I want to show that the Lorentz representation $(1/2,1/2)$ corresponds to the normal vectorial representation $A^\mu$. For this I need to show that the double spinors $A_{ij}=(A_\mu\sigma^\mu\sigma^2)_{ij}$ that transforms like $$ A_{ij}\rightarrow(\Lambda_R)_{ik}(\Lambda_L)_{jl}A_{kl} $$ implies that the $A_\mu$ transforms like $$ A^\mu\rightarrow\Lambda^\mu_{\>\>\nu} A^\nu. $$
But I really don't know how to even start this. Maybe I have issues understanding what is this representation.

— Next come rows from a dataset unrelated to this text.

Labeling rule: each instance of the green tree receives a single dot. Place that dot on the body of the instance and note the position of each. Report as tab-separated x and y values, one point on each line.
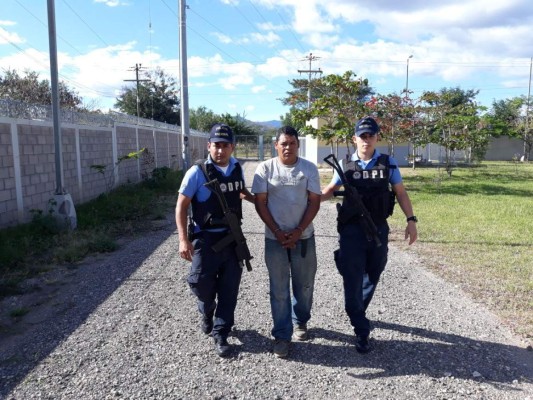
289	120
28	88
510	117
341	100
453	121
158	98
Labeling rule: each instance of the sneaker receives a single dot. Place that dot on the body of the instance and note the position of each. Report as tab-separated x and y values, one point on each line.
222	347
281	348
300	333
206	325
361	344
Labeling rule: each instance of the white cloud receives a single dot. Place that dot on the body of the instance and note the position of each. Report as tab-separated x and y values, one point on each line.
269	38
111	3
258	89
10	37
222	38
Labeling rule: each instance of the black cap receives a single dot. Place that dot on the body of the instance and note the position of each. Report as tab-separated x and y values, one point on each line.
366	125
221	133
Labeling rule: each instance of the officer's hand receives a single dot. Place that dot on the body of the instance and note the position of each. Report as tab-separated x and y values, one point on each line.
186	249
411	232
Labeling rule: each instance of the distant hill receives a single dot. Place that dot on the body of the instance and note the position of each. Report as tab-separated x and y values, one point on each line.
274	124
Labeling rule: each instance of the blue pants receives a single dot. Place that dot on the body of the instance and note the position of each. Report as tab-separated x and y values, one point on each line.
215	279
360	262
300	270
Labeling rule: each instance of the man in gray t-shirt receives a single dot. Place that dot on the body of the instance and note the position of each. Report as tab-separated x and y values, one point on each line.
287	198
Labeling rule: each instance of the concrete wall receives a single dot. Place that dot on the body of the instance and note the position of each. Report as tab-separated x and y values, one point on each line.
27	161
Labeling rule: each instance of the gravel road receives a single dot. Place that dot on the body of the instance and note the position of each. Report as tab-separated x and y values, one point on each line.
125	325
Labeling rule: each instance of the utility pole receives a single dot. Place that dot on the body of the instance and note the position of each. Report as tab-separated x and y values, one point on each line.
184	86
137	68
310	71
63	205
407	77
526	136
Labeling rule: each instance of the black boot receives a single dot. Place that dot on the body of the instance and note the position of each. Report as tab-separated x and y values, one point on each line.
206	324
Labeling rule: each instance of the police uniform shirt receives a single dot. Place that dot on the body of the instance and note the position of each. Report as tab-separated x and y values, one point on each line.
395	176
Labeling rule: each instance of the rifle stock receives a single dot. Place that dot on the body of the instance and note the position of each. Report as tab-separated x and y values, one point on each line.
359	209
235	232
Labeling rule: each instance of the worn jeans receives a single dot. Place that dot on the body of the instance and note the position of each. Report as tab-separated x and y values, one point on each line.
360	262
300	271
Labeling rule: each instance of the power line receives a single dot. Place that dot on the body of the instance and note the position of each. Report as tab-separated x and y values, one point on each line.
137	68
310	71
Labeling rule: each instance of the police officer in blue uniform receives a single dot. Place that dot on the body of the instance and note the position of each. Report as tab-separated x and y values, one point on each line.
214	278
359	260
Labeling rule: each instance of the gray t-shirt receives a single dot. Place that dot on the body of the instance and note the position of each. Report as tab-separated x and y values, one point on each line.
287	188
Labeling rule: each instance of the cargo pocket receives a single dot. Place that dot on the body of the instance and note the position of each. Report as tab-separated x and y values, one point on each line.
337	259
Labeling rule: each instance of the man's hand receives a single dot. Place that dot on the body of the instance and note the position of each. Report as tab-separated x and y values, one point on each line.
186	249
411	232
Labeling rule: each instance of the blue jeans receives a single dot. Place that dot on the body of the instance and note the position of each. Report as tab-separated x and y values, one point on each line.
360	262
300	271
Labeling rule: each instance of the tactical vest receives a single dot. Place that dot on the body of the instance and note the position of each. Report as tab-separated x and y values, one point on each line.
208	214
373	187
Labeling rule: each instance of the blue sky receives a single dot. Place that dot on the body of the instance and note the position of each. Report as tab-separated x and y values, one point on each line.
242	53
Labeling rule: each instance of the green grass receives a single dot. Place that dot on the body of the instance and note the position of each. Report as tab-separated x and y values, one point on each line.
29	249
475	229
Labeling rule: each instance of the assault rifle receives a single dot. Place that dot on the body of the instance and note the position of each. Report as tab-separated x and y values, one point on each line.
235	232
358	209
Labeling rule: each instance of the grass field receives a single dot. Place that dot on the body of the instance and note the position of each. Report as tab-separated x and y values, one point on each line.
476	230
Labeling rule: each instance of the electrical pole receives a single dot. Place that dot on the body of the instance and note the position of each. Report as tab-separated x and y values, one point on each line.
407	77
137	68
526	136
310	71
184	86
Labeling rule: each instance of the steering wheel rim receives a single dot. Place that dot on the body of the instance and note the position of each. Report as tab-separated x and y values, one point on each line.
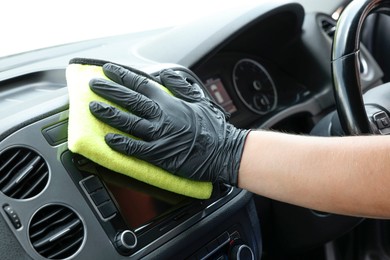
345	65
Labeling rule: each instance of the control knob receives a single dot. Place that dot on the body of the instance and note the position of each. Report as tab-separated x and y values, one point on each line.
240	251
125	241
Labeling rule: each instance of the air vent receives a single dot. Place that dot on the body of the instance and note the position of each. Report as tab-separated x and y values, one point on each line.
329	27
23	173
56	232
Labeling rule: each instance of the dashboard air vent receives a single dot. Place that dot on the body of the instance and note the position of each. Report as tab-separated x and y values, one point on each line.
56	232
329	27
23	173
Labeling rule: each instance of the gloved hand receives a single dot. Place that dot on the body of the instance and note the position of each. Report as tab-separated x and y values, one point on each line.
185	134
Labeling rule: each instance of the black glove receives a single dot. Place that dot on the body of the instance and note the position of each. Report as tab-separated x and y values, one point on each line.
185	134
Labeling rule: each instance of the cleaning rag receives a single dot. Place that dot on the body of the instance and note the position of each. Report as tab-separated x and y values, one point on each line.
86	135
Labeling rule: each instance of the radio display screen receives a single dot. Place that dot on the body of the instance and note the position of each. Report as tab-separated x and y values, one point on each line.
140	203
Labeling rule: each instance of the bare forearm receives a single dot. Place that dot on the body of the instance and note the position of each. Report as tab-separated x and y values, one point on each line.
346	175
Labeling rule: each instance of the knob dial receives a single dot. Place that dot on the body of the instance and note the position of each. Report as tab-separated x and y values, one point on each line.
241	252
125	241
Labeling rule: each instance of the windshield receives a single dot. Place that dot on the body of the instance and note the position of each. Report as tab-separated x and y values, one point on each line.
30	25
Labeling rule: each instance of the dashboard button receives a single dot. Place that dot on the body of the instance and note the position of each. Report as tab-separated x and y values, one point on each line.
100	196
107	209
13	217
92	184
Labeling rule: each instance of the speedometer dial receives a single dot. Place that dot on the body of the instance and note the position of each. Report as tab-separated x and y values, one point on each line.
254	86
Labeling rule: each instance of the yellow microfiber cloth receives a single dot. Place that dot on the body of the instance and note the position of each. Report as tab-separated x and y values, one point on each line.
86	135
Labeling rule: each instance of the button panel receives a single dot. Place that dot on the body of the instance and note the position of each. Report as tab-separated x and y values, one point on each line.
382	121
99	197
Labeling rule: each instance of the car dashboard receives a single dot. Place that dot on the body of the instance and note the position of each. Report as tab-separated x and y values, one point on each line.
260	63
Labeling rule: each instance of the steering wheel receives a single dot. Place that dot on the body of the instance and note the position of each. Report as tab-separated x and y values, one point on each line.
355	117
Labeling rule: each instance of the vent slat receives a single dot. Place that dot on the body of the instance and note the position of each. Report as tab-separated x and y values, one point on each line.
75	244
16	164
20	175
41	181
56	232
329	27
5	164
52	223
24	173
48	217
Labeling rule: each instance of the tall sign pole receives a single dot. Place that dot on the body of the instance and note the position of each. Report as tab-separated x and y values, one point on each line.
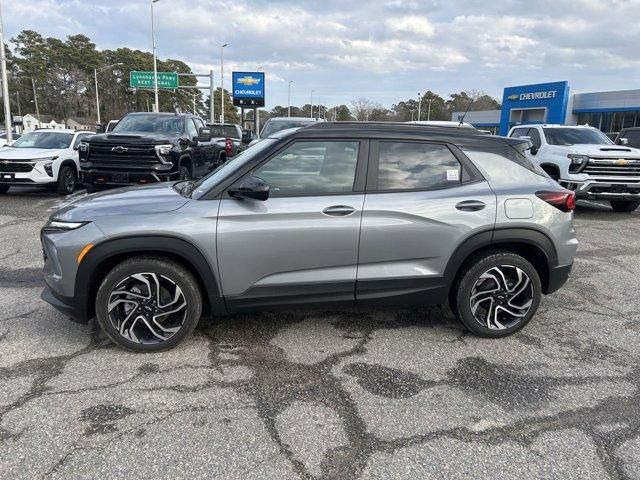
5	82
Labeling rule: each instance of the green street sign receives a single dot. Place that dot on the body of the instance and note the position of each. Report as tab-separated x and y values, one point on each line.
145	80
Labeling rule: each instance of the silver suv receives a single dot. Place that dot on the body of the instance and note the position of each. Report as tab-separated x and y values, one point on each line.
330	214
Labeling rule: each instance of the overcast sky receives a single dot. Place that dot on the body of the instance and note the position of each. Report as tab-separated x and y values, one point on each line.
385	50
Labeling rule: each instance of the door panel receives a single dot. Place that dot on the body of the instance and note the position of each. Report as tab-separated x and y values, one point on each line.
286	250
408	237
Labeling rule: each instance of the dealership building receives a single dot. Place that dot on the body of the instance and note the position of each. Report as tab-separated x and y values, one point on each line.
554	103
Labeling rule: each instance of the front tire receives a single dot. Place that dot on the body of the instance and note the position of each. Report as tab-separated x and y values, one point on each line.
67	180
497	294
624	206
148	304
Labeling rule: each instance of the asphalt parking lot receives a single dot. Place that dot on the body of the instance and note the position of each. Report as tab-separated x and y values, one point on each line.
403	393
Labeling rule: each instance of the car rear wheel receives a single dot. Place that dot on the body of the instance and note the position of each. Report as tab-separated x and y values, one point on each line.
622	206
497	294
67	179
148	304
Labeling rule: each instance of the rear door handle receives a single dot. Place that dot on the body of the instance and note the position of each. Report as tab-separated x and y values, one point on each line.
471	205
339	210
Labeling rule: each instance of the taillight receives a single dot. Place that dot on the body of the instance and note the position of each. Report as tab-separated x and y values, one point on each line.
564	200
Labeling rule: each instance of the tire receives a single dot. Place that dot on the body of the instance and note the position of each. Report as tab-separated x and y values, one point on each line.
185	174
624	207
497	313
131	323
67	180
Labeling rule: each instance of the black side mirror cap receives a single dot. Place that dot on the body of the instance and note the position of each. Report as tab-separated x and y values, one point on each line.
251	187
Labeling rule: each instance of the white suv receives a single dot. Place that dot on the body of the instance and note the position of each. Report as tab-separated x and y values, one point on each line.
43	157
586	161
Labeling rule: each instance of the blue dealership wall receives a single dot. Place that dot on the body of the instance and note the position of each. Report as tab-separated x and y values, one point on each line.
553	96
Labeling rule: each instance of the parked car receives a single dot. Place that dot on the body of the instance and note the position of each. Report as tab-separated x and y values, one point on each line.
232	136
332	214
3	138
46	157
586	161
277	124
629	137
147	148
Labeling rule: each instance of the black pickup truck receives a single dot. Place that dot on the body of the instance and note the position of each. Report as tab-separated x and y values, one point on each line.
149	147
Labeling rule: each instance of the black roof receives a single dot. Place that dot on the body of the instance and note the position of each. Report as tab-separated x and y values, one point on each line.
396	130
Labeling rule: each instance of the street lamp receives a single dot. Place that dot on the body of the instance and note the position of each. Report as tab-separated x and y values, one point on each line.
222	82
156	107
95	77
5	82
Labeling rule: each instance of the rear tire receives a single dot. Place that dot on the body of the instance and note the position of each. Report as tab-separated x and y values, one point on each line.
496	294
67	180
624	206
155	303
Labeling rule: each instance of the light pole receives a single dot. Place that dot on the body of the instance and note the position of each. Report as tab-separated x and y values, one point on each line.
5	82
222	82
95	77
156	106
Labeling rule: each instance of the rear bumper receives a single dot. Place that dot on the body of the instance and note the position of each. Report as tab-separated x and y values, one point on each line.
605	189
558	276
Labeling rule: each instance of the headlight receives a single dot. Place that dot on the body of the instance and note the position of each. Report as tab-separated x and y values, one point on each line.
62	226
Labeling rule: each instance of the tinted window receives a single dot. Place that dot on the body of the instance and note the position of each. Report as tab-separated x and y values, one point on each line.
416	166
312	168
575	136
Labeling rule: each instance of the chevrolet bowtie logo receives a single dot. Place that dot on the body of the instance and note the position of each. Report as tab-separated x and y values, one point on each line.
248	80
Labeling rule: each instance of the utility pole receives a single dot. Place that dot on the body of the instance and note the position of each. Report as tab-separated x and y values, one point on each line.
5	82
222	83
156	107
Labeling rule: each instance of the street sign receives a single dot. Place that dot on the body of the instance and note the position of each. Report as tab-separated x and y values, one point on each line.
145	80
248	89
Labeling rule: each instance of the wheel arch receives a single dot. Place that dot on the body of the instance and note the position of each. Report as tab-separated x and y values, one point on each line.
532	244
106	255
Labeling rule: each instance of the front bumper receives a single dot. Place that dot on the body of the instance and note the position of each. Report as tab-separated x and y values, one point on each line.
601	189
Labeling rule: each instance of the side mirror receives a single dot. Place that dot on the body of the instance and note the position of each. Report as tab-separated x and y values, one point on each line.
252	187
204	134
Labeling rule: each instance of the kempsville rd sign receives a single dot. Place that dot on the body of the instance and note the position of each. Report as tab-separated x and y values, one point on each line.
145	80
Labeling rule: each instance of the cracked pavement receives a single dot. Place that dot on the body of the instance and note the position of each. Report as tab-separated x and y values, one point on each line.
376	393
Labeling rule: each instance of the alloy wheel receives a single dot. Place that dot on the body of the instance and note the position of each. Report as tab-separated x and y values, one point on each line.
501	297
147	308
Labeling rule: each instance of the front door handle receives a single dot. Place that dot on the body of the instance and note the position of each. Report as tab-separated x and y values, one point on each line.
471	205
339	210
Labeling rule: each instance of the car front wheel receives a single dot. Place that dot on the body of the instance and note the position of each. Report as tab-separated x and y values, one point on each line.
497	294
148	304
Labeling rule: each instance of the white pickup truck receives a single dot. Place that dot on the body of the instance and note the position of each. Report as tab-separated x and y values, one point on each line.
585	160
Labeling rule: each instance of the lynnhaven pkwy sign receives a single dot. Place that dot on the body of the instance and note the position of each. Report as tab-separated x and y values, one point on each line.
145	80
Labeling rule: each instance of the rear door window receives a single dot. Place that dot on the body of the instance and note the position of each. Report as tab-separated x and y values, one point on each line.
416	166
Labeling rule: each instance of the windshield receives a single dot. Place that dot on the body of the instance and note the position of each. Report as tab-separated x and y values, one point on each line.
52	140
575	136
162	124
272	127
206	183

Here is what I did: $$ A'_\mu\sigma^\mu\sigma^2=\Lambda_R\Lambda_LA_\mu\sigma^\mu\sigma^2 $$ Then multiply by $\sigma^2\sigma_\nu$ on the left and taking the trace $$ Tr(\sigma^2\sigma_\nu A'_\mu{\sigma^\mu\sigma^2)=Tr(\sigma^2\sigma_\nu\Lambda_R\Lambda_LA_\mu\sigma^\mu\sigma^2)\\ 2A'_\mu\delta_\nu^\mu=Tr(\sigma^2\Lambda_R\sigma^2\Lambda_LA_\mu\delta^\mu_\nu)\\ 2A'_\nu=Tr(\Lambda_L^\dagger\Lambda_LA_\nu)\\ 2A'_\nu=Tr(\sigma^2\Lambda_L^{-1}\sigma^2\Lambda_LA_\nu)\\ 2A'_\nu=A_\nu} $$which can't be good.
EDIT:
I came up with a solution: $$ A_{ij}'=(\Lambda_R)_{ik}(\Lambda_L)_{jl}A_{kl}\\ (A_\mu'\sigma^\mu\sigma^2)_{ij}=(\Lambda_R)_{ik}(A_\mu\sigma^\mu\sigma^2)_{kl}(\Lambda_L)_{lj}^T\\ \text{Tr}(\sigma^2\sigma_\nu A_\mu'\sigma^\mu\sigma^2)=\text{Tr}(\sigma^2\sigma_\nu\Lambda_RA_\mu\sigma^\mu\sigma^2\Lambda_L^T)\nonumber\\ \text{Tr}(\sigma_\nu A_\mu'\sigma^\mu)=\text{Tr}(\sigma_\nu\Lambda_RA_\mu\sigma^\mu\sigma^2\Lambda_L^T\sigma^2)\nonumber\\ A_\mu'\text{Tr}(\sigma_\nu\sigma^\mu)=\text{Tr}(\sigma_\nu\Lambda_R\sigma^\mu\Lambda_R^*)A_\mu\nonumber\\ 2A_\mu'{\delta}{_\nu^\mu}=\text{Tr}(\sigma_\nu\Lambda_R\sigma^\mu\Lambda_R^*)A_\mu\nonumber\\ A_\nu'=\frac{1}{2}\text{Tr}(\sigma_\nu\Lambda_R\sigma^\mu\Lambda_R^*)A_\mu\nonumber\\ A_\nu'={\Lambda}{_\nu^{\>\>\mu}}A_\mu. $$ but I'm not sure why my indices are not good (compared to what I'm supposed to get ${A^{\mu}}'=\Lambda^\mu_{\>\>\nu}A^\nu$).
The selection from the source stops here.